Community policing is a local, proactive, and collaborative approach which focuses on preventing crime rather than just simply reacting to it.
Police numbers have been stretched to breaking point after years of cuts by the previous Conservative Government. In too many neighbourhoods, the familiar “bobby on the beat” has become a distant memory. This is often because Safer Neighbourhood Team officers are regularly redeployed to emergency response teams to plug gaps.
I want to see more officers on the beat, not stuck behind desks or just on a hamster wheel of emergency responses. I’m also calling for more investment in PCSOs, who often act as the eyes and ears on the street, but who too often lack the recognition or resources they deserve. Over the last decade, PCSO numbers have been cut by 4,500.

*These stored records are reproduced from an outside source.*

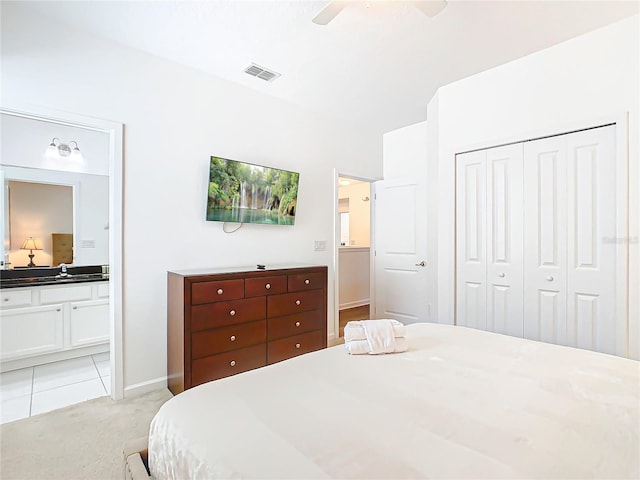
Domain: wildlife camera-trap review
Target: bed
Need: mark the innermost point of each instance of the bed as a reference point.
(460, 403)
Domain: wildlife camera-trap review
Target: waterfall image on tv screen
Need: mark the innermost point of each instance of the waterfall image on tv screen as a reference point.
(246, 193)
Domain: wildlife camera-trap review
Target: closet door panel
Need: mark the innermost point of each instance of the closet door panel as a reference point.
(504, 240)
(545, 229)
(471, 262)
(591, 266)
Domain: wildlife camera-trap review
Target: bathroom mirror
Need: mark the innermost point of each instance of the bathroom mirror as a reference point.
(62, 204)
(66, 214)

I’ve recently written to the Chief Constable of Sussex Police, Jo Shiner, urging her to move more operations from their Hammonds Drive base on an industrial estate to their Town Centre Hub on Grove Road, whose building now has extra capacity for potential additional police personnel due to the departure of DWP operations from the building. This would bolster their town centre policing presence, a current hotspot.
As someone who has spent years supporting young people out of crime in my career before becoming our town’s MP, I’ve seen the impact that the loss of youth centres has had on youth offending. These spaces help young people build the pro-social values — teamwork, communication, empathy — that steer them away from the margins and towards positive futures. We need East Sussex County Council to urgently invest in this having made cuts over many years.
I’ll keep campaigning for more investment in crime prevention, and for the policing presence our town deserves.